Setup of the replication is dead easy. Assuming you already have a PBXT database, what you need to do is the following:
1. Copy the Master data: Shutdown the MySQL server and make a complete copy of the data directory.
2. Setup a Slave server: Setup a second MySQL server using the copy of the data directory.
3. Declare the Slave: Create a text file called slaves, in the data/pbxt directory of the master server, with the following entry:
[slave]slave-process-name is any name you like, and is used to identify the replication thread running on the master. host-name-of-slave is the host name or IP address of the slave MySQL server. 37656 is the default port used by the PBXT slave engine to receive replication changes.
4. Enable replication: On the master server set pbxt_enable_replication=1, and on the slave server set pbxt_enable_replication=2. Also make sure that both servers have different server IDs (system parameter: server_id).
5. Start both servers: Replication will begin immediately if the slave server is started before master server, otherwise replication will begin after a minute (see below).
How it works
PBXT engine level replication, unlike MySQL replication, pushes changes to the slave. For every entry in the data/pbxt/slaves file, PBXT starts a thread (the supplier thread). The thread connects to the slave on the given address, and pushes the changes to an applier thread run by the PBXT engine on the slave side. If any error occurs, the supplier thread on the master will pause, and then try again in a minute.

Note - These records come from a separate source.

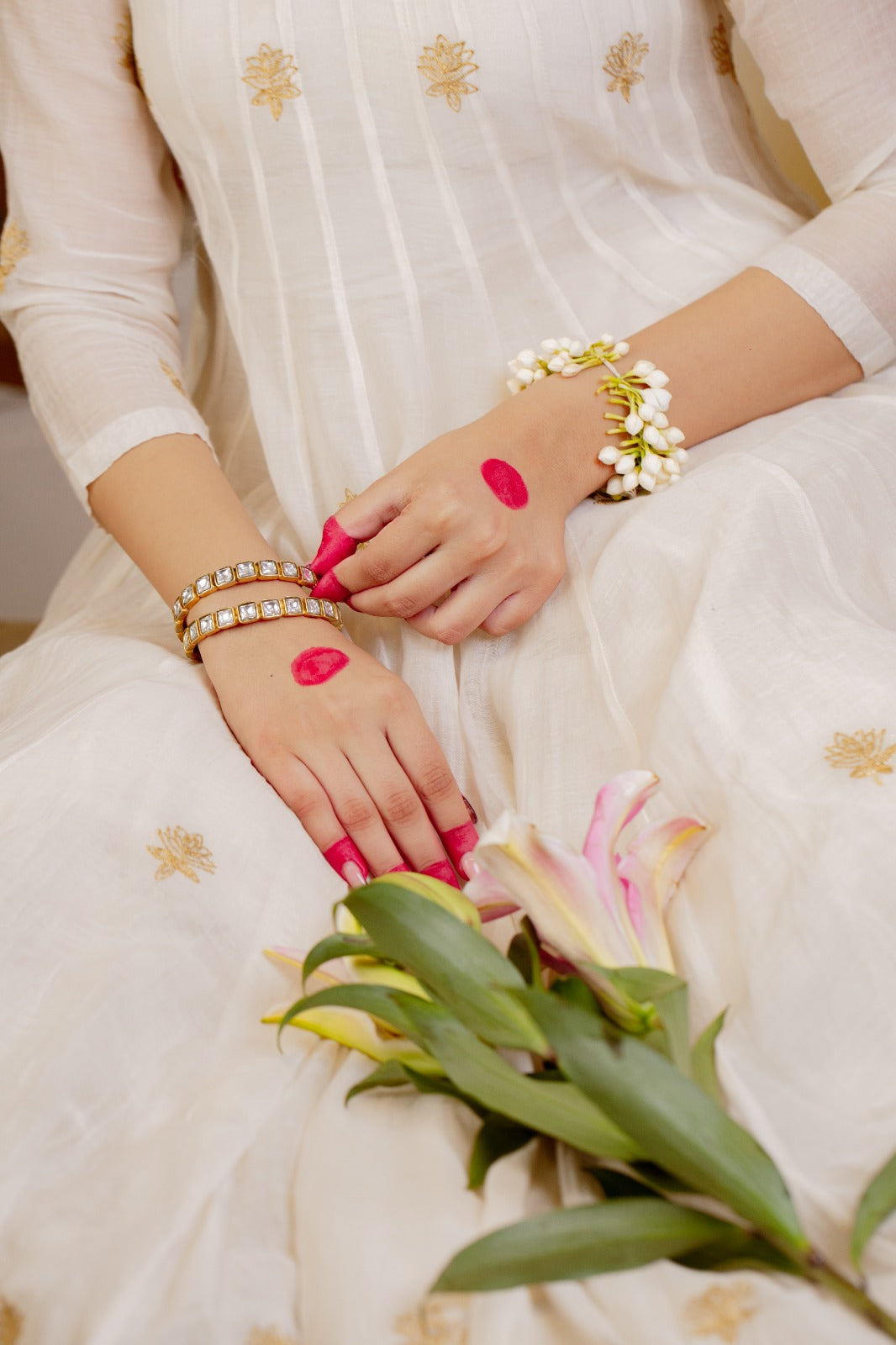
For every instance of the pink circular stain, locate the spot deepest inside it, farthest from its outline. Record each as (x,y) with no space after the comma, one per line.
(505,483)
(318,665)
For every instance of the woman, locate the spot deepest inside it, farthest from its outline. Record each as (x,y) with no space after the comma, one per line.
(393,203)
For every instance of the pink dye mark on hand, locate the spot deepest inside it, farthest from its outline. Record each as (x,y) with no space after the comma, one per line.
(318,665)
(459,841)
(505,483)
(335,545)
(345,852)
(443,871)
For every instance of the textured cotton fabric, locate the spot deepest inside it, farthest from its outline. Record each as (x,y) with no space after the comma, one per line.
(377,240)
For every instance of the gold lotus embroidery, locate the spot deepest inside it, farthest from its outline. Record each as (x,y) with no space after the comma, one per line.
(434,1322)
(171,374)
(623,60)
(271,73)
(447,66)
(721,50)
(862,753)
(11,1322)
(181,852)
(721,1311)
(13,246)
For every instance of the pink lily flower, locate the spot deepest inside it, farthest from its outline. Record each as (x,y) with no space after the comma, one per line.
(598,907)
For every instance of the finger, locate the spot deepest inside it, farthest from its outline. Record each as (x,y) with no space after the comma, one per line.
(401,544)
(465,609)
(428,771)
(358,521)
(358,813)
(400,806)
(303,793)
(424,585)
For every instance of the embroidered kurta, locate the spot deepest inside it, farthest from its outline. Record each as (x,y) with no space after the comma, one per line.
(390,201)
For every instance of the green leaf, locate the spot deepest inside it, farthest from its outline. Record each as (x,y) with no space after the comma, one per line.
(497,1138)
(338,946)
(875,1207)
(573,1243)
(673,1121)
(456,963)
(703,1059)
(389,1075)
(559,1110)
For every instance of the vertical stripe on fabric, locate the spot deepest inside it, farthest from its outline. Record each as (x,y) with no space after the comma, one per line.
(202,205)
(640,282)
(423,376)
(340,299)
(286,351)
(443,182)
(479,108)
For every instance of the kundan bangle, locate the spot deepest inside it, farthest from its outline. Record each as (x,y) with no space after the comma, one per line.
(649,451)
(245,614)
(244,572)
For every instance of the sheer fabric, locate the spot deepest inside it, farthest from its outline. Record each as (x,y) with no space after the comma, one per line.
(382,233)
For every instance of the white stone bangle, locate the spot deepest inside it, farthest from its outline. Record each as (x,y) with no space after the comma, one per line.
(244,572)
(246,614)
(647,454)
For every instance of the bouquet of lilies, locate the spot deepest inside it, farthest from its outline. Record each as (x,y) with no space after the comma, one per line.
(588,997)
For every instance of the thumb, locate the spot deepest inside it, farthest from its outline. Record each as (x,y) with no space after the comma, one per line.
(358,521)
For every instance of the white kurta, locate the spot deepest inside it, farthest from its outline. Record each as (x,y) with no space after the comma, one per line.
(382,235)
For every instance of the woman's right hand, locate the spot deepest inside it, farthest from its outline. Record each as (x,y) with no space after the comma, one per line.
(345,744)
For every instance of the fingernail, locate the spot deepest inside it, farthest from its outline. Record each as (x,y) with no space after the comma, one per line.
(335,545)
(346,852)
(329,587)
(459,841)
(443,871)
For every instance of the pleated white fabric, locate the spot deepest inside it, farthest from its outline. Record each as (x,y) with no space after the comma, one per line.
(378,245)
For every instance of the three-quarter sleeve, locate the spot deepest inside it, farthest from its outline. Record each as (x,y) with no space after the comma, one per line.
(830,71)
(92,235)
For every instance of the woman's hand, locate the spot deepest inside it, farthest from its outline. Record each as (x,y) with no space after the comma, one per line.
(345,744)
(468,531)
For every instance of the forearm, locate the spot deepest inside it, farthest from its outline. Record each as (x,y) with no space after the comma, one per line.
(172,510)
(746,350)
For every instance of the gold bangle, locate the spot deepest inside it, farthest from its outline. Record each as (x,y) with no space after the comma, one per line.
(244,572)
(245,614)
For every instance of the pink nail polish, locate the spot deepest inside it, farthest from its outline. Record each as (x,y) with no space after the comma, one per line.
(329,587)
(335,545)
(459,841)
(346,852)
(443,871)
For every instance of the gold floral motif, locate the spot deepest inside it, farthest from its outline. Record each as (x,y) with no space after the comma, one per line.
(721,50)
(862,753)
(11,1322)
(623,60)
(447,65)
(271,73)
(434,1322)
(721,1311)
(13,246)
(181,853)
(269,1336)
(171,374)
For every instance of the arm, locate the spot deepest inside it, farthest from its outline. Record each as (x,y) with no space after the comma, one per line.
(89,303)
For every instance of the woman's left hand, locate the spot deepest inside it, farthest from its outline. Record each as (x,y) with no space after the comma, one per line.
(468,531)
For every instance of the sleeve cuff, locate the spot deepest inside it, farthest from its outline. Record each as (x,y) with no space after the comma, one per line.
(844,311)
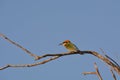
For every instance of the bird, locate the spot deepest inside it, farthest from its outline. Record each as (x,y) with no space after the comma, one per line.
(69,46)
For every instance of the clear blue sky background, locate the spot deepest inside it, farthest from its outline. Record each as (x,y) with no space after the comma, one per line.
(40,25)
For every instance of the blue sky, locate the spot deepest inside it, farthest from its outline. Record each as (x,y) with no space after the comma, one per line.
(40,25)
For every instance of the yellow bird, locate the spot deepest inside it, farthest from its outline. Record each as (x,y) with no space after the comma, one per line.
(69,46)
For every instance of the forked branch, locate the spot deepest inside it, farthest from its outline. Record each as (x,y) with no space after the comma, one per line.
(55,56)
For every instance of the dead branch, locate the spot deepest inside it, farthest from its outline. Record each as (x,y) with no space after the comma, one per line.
(96,72)
(55,56)
(29,65)
(18,45)
(113,74)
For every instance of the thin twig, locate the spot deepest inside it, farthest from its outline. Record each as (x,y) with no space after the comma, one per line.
(96,72)
(106,60)
(18,45)
(109,57)
(29,65)
(113,74)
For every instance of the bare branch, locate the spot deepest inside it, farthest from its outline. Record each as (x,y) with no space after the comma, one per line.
(105,59)
(109,57)
(113,74)
(29,65)
(16,44)
(86,73)
(96,72)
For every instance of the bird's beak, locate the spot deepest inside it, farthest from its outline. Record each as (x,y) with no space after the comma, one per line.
(60,43)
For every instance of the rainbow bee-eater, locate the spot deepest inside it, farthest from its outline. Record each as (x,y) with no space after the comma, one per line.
(69,46)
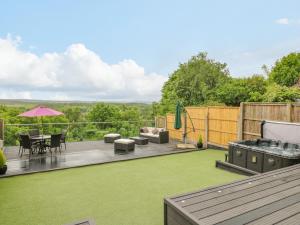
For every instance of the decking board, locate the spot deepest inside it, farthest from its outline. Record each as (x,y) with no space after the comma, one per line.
(268,198)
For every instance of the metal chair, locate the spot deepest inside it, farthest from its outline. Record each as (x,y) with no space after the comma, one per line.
(20,144)
(63,138)
(27,144)
(34,132)
(54,142)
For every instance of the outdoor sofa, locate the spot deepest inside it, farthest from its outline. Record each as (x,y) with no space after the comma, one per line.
(155,135)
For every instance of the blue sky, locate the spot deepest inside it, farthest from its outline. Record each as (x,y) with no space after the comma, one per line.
(158,35)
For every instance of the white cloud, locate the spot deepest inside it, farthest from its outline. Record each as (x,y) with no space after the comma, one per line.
(249,61)
(283,21)
(77,73)
(287,21)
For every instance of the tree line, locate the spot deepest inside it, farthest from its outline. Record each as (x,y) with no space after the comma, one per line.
(78,121)
(204,81)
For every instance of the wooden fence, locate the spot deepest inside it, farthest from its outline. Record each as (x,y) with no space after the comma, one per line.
(216,125)
(252,114)
(219,125)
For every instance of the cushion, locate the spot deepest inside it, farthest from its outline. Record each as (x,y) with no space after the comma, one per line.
(150,135)
(124,141)
(145,130)
(155,131)
(112,135)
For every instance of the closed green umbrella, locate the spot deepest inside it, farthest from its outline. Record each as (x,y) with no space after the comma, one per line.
(177,124)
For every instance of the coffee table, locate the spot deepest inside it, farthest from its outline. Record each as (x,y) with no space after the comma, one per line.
(140,140)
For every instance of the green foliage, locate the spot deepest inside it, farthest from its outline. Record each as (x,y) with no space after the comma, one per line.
(73,114)
(2,158)
(242,90)
(286,70)
(115,113)
(202,81)
(277,93)
(194,82)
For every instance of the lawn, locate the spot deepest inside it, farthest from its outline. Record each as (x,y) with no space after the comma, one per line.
(122,193)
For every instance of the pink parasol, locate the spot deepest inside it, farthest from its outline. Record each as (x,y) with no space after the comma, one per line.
(41,111)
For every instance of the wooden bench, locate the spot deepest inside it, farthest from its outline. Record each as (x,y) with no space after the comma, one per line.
(272,197)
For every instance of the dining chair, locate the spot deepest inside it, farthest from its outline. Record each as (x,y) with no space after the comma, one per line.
(63,138)
(27,144)
(34,132)
(54,142)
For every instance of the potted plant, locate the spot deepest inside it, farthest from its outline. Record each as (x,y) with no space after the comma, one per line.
(3,166)
(200,143)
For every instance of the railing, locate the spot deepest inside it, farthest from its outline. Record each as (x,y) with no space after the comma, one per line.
(77,131)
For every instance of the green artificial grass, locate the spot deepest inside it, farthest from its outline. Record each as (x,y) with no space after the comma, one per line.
(122,193)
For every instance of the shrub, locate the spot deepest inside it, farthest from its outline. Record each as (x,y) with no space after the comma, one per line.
(2,158)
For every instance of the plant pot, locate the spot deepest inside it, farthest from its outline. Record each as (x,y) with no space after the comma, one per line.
(199,145)
(3,169)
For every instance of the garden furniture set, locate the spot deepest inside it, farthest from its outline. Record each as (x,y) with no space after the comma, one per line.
(33,141)
(147,134)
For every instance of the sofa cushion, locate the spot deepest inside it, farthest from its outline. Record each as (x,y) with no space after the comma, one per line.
(145,130)
(155,131)
(150,135)
(124,141)
(112,135)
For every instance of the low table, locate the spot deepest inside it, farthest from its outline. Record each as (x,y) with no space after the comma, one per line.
(140,140)
(124,145)
(110,138)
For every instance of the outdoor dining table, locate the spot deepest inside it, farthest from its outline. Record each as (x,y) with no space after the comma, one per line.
(41,139)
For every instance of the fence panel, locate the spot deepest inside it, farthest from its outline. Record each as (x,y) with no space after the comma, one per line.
(222,125)
(196,118)
(254,113)
(173,133)
(216,125)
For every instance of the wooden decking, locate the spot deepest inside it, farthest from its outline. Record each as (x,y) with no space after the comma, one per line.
(269,198)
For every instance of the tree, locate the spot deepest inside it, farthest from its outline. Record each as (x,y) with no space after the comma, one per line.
(277,93)
(194,82)
(73,114)
(103,113)
(239,90)
(286,71)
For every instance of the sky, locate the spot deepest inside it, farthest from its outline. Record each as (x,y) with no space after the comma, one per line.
(125,50)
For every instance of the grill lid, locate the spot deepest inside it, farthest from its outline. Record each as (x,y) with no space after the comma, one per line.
(282,131)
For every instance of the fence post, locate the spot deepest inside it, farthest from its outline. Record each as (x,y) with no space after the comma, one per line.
(241,122)
(206,127)
(289,112)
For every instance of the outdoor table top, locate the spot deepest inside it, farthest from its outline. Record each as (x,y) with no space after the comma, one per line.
(138,138)
(41,137)
(268,198)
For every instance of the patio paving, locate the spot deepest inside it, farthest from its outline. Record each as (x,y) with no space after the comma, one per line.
(80,154)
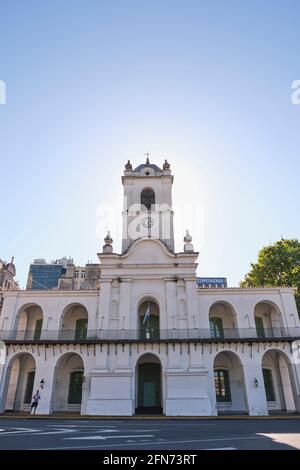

On connect the supplier thread requests the global transaction ID (GID) of the last transaction committed on the slave. The applier determines the GID of the last transaction by searching backwards through its own transaction logs.
Replication is row-based, and fairly low level. Changes refer to the PBXT internal row and table IDs. The row data is transferred in the same format used to store the information on disk. This makes the replication extremely efficient. The supplier thread does not even have to read the log from disk if it is fairly up-to-date, because PBXT already caches the last changes to the transaction log for use by the writer and the sweeper threads.
Probably the most important thing about this type of replication is that it (theoretically) has almost no affect on the "foreground" activity on the master machine. I am interested to find out if this really is the case.
Replication of DDL changes are not implemented yet. So if you do ALTER TABLE or any other such operation, replication will stop, and have to be restarted by copying over the data directory to the slave again.
After DDL changes the next step is to add synchronous replication, as illustrated above. This requires waiting for a commit from the slave before continuing. Latency in this case can be kept to a minimum by sending transactions to the slave before they have been committed on the master.
I believe this would then provide the basis for an extremely simple (and efficient) HA solution based on MySQL.